Citigroup Back To Federal Court Over $900M Error


Citigroup Inc. returned to court Friday (Aug. 21).

Reuters reported the New York-based multinational investment bank and financial services corporation filed its third suit in the U.S Southern District of New York Court to recoup $900 million it mistakenly sent to lenders of Revlon Inc.

While many firms returned the money at Citi’s request, the bank said in court documents, a dozen have been sued after what the bank called an “operational error” caused it to transfer $900 million of its own funds to Revlon creditors one day after the troubled cosmetics company was sued over its restructuring tactics.

“When Citibank discovered the mistake, it promptly asked the recipients to return its money,” the complaint said.

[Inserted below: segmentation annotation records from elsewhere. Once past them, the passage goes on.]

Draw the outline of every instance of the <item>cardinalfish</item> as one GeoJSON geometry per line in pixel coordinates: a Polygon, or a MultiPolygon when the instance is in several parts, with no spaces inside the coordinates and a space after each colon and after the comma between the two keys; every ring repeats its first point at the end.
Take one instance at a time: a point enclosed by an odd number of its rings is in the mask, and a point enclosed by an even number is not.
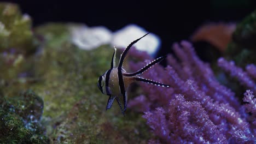
{"type": "Polygon", "coordinates": [[[166,56],[162,56],[155,59],[150,63],[147,64],[143,68],[134,73],[126,73],[125,70],[123,68],[124,61],[132,46],[141,39],[146,36],[148,34],[149,34],[149,33],[147,33],[141,38],[132,41],[128,45],[121,55],[119,63],[117,67],[115,65],[117,49],[114,47],[115,51],[112,56],[110,69],[100,76],[98,79],[98,88],[103,94],[109,96],[106,108],[106,110],[111,108],[113,103],[115,99],[121,109],[122,113],[124,116],[124,112],[126,110],[127,107],[127,101],[128,99],[126,91],[130,84],[134,82],[142,81],[158,86],[162,86],[164,87],[170,87],[168,85],[163,84],[159,82],[156,82],[139,76],[145,72],[145,71],[152,68],[152,66],[162,61],[166,56]],[[120,97],[123,97],[123,98],[124,106],[124,110],[123,110],[122,105],[121,104],[121,102],[119,99],[120,97]]]}

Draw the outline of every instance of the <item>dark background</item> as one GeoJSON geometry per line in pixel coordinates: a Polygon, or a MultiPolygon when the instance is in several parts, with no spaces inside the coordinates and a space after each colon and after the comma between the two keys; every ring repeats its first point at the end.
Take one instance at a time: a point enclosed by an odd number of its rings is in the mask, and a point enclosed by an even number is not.
{"type": "Polygon", "coordinates": [[[115,31],[138,25],[161,38],[158,56],[170,51],[173,42],[188,39],[205,23],[239,22],[256,8],[255,0],[5,1],[19,4],[32,18],[33,26],[74,22],[115,31]]]}

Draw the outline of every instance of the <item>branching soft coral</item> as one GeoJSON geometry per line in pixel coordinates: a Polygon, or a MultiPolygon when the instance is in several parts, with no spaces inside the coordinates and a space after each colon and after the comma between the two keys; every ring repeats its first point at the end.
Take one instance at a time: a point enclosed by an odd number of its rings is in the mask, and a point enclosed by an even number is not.
{"type": "MultiPolygon", "coordinates": [[[[243,112],[245,107],[233,92],[217,80],[210,65],[200,60],[191,44],[183,41],[180,44],[174,44],[173,47],[178,59],[168,55],[168,65],[165,69],[155,65],[144,74],[144,77],[157,79],[155,80],[169,84],[171,88],[153,87],[140,83],[145,94],[129,104],[131,107],[141,108],[136,109],[137,111],[146,112],[143,117],[158,138],[150,142],[256,142],[253,122],[248,119],[249,115],[243,112]]],[[[134,56],[146,57],[138,53],[134,56]]],[[[144,64],[132,62],[131,67],[137,70],[144,64]]],[[[248,69],[255,68],[250,67],[248,69]]],[[[234,70],[240,73],[238,69],[234,70]]],[[[251,73],[250,75],[254,73],[251,73]]],[[[255,87],[253,81],[251,85],[249,88],[255,87]]],[[[246,98],[245,101],[252,102],[249,100],[252,96],[246,98]]],[[[247,110],[253,110],[246,107],[247,110]]]]}

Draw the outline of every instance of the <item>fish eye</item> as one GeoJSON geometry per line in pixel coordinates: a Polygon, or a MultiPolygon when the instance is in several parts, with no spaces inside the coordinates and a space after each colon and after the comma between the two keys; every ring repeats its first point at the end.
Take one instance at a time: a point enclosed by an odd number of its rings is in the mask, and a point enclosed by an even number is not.
{"type": "Polygon", "coordinates": [[[104,86],[104,82],[105,82],[105,79],[103,76],[101,77],[101,86],[103,87],[104,86]]]}

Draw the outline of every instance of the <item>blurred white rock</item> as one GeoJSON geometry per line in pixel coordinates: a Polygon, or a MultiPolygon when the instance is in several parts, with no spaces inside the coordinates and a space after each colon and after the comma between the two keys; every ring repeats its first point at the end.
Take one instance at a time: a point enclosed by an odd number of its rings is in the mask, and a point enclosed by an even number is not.
{"type": "Polygon", "coordinates": [[[110,44],[112,38],[112,32],[103,26],[72,27],[71,32],[72,43],[84,50],[91,50],[103,44],[110,44]]]}
{"type": "MultiPolygon", "coordinates": [[[[91,50],[108,44],[111,44],[113,47],[125,48],[132,41],[148,33],[144,28],[134,24],[127,25],[114,33],[103,26],[77,26],[71,27],[70,29],[73,43],[84,50],[91,50]]],[[[154,56],[160,45],[160,39],[150,33],[133,46],[154,56]]]]}
{"type": "MultiPolygon", "coordinates": [[[[136,25],[129,25],[113,33],[111,45],[117,48],[125,48],[132,41],[148,32],[136,25]]],[[[160,45],[160,39],[156,35],[150,33],[133,46],[139,50],[146,51],[149,55],[154,56],[157,52],[160,45]]]]}

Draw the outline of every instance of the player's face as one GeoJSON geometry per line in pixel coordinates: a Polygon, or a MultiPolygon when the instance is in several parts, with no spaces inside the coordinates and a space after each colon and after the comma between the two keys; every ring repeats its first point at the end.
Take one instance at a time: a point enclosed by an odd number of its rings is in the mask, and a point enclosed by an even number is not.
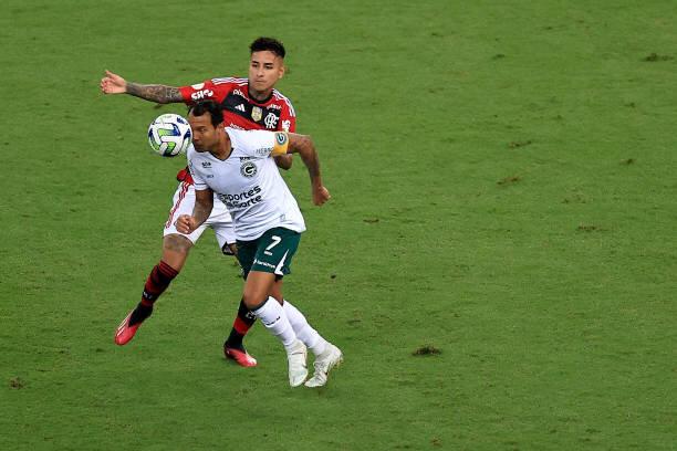
{"type": "Polygon", "coordinates": [[[249,60],[249,88],[270,94],[278,80],[284,75],[284,61],[268,50],[253,52],[249,60]]]}
{"type": "Polygon", "coordinates": [[[219,128],[211,125],[209,114],[201,116],[188,115],[188,124],[192,129],[192,146],[197,151],[210,151],[218,148],[219,128]]]}

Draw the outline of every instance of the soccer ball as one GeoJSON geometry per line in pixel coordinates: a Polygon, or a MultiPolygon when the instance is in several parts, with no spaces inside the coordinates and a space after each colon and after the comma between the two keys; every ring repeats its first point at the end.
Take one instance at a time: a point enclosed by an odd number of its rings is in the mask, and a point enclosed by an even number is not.
{"type": "Polygon", "coordinates": [[[163,114],[148,127],[148,144],[153,151],[163,157],[185,154],[191,138],[188,120],[178,114],[163,114]]]}

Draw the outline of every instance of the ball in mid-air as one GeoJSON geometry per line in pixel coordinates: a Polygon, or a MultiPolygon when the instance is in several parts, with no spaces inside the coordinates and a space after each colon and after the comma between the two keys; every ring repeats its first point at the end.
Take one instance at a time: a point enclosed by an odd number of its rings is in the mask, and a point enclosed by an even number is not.
{"type": "Polygon", "coordinates": [[[192,133],[188,120],[178,114],[163,114],[158,116],[148,127],[148,143],[157,155],[163,157],[176,157],[185,154],[192,133]]]}

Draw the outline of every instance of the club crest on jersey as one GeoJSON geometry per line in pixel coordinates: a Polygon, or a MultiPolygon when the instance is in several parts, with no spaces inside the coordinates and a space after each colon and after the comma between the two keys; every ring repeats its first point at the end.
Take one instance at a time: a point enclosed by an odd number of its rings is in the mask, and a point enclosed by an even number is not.
{"type": "Polygon", "coordinates": [[[279,146],[284,146],[284,143],[287,143],[287,134],[285,133],[275,133],[275,141],[278,143],[279,146]]]}
{"type": "Polygon", "coordinates": [[[251,118],[254,119],[254,122],[259,122],[261,120],[261,117],[263,117],[263,109],[259,108],[258,106],[252,107],[251,118]]]}
{"type": "Polygon", "coordinates": [[[244,161],[242,166],[240,166],[240,174],[242,177],[252,178],[257,175],[257,165],[251,161],[244,161]]]}

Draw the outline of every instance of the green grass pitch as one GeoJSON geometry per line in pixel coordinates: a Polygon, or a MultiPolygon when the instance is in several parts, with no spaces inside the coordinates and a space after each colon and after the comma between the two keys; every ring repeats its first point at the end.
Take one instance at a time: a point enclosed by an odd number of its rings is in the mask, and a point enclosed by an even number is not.
{"type": "Polygon", "coordinates": [[[676,450],[677,9],[670,0],[94,2],[0,13],[0,449],[676,450]],[[125,347],[185,159],[104,97],[288,48],[279,87],[333,199],[287,296],[345,353],[221,356],[241,291],[211,232],[125,347]]]}

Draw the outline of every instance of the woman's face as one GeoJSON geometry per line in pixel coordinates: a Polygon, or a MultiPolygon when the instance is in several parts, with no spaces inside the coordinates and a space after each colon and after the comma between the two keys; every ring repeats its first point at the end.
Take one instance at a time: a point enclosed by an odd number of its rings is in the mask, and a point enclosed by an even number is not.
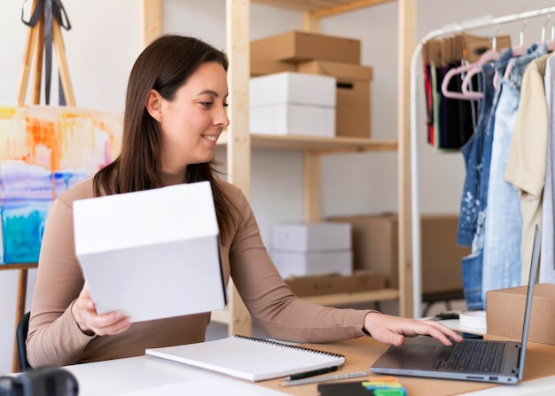
{"type": "Polygon", "coordinates": [[[168,173],[209,162],[218,137],[230,124],[227,74],[216,62],[201,65],[176,92],[161,98],[161,162],[168,173]]]}

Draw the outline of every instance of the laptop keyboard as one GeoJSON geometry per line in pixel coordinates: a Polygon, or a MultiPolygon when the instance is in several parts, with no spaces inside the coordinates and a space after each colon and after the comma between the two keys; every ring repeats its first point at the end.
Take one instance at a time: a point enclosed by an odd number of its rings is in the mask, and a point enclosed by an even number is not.
{"type": "Polygon", "coordinates": [[[504,346],[496,341],[465,339],[452,347],[444,348],[434,369],[498,373],[501,371],[504,346]]]}

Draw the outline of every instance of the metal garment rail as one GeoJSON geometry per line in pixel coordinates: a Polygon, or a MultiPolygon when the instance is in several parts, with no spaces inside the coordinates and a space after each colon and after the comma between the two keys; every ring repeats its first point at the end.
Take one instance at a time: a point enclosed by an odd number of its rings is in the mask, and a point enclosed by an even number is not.
{"type": "Polygon", "coordinates": [[[418,158],[417,139],[417,73],[418,59],[424,44],[429,40],[447,36],[455,33],[473,30],[481,27],[496,27],[499,25],[528,19],[555,13],[555,6],[519,12],[504,17],[485,16],[469,19],[458,24],[447,25],[442,29],[433,30],[424,36],[417,44],[410,61],[410,194],[411,194],[411,222],[412,222],[412,279],[413,279],[413,311],[414,316],[419,317],[422,306],[422,256],[420,213],[418,202],[418,158]]]}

But Citi has reportedly used federal court to recover more than $500 million from lenders who are refusing to return the payment.

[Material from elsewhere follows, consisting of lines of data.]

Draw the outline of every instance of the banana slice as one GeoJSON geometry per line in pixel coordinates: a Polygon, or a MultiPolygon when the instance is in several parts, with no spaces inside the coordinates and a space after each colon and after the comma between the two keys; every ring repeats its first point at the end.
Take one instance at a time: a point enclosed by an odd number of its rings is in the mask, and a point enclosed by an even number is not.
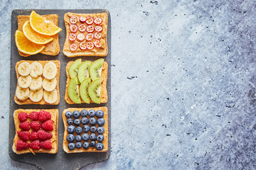
{"type": "Polygon", "coordinates": [[[38,62],[31,63],[31,70],[30,74],[33,78],[38,77],[43,74],[43,66],[38,62]]]}
{"type": "Polygon", "coordinates": [[[18,100],[24,101],[29,96],[29,89],[23,89],[18,86],[15,94],[18,100]]]}
{"type": "Polygon", "coordinates": [[[57,90],[54,89],[52,91],[44,91],[43,99],[50,104],[55,103],[58,99],[57,90]]]}
{"type": "Polygon", "coordinates": [[[44,79],[43,81],[43,88],[46,91],[52,91],[57,86],[57,79],[53,78],[53,79],[44,79]]]}
{"type": "Polygon", "coordinates": [[[40,88],[36,91],[30,91],[29,98],[33,102],[38,102],[43,98],[43,90],[40,88]]]}
{"type": "Polygon", "coordinates": [[[52,79],[56,76],[56,64],[53,62],[48,62],[46,63],[43,69],[43,76],[48,79],[52,79]]]}
{"type": "Polygon", "coordinates": [[[32,78],[30,75],[28,76],[21,76],[18,79],[18,84],[21,88],[28,88],[32,81],[32,78]]]}
{"type": "Polygon", "coordinates": [[[42,87],[43,79],[41,76],[37,78],[32,78],[31,84],[29,86],[29,89],[33,91],[36,91],[42,87]]]}
{"type": "Polygon", "coordinates": [[[21,62],[18,67],[18,72],[21,76],[27,76],[31,69],[31,64],[27,62],[21,62]]]}

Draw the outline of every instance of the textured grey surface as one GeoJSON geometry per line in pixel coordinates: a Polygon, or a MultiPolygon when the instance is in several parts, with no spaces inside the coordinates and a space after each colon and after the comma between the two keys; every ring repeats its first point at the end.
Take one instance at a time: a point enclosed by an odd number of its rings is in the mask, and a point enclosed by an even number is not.
{"type": "Polygon", "coordinates": [[[1,169],[35,169],[8,155],[11,11],[81,6],[110,11],[112,64],[111,156],[82,169],[256,169],[255,1],[62,1],[0,4],[1,169]]]}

“Defendants have unreasonably and unlawfully attempted to capitalize on Citibank’s unfortunate error,” the complaint said.

On Tuesday (Aug. 18), the financial services giant filed suit to recoup $127.3 million from HPS Investment Partners LLC, the New York based capital solutions company, and $109.7 million from Symphony Asset Management LLC, the San Francisco research, valuation and risk analysis firm.

Citigroup alleges it transferred the money in error from its own accounts on behalf of Revlon, for whom it is acting as an agent for a loan involving dozens of creditors, including the big hedge funds.

On Monday (Aug. 17), Citigroup won a court order to freeze $175 million it deposited into the accounts of New York-based Brigade Capital Management LP, a third hedge fund that had also lent money to Revlon.

U.S. District Judge Jesse Furman ruled that Brigade isn’t allowed to touch the money. Citi asked for the money back, but Brigade Capital refused, unsure, it said, whether the payment was actually a mistake.

Brigade’s lawyer, Robert Loigman, said the payments could be presumed to be correct, due to the fact that they were in the exact amounts owed by Revlon.

Loigman argued it was “not believable that a sophisticated institution like Citi could have transferred nearly $1 billion, in the exact amount outstanding under the 2016 credit agreement, in error,”

Citi said it intended to send Brigade $1.5 million to cover interest payments on behalf of Revlon on a loan the hedge fund holds. But it transferred amounts more than 100 times the size intended.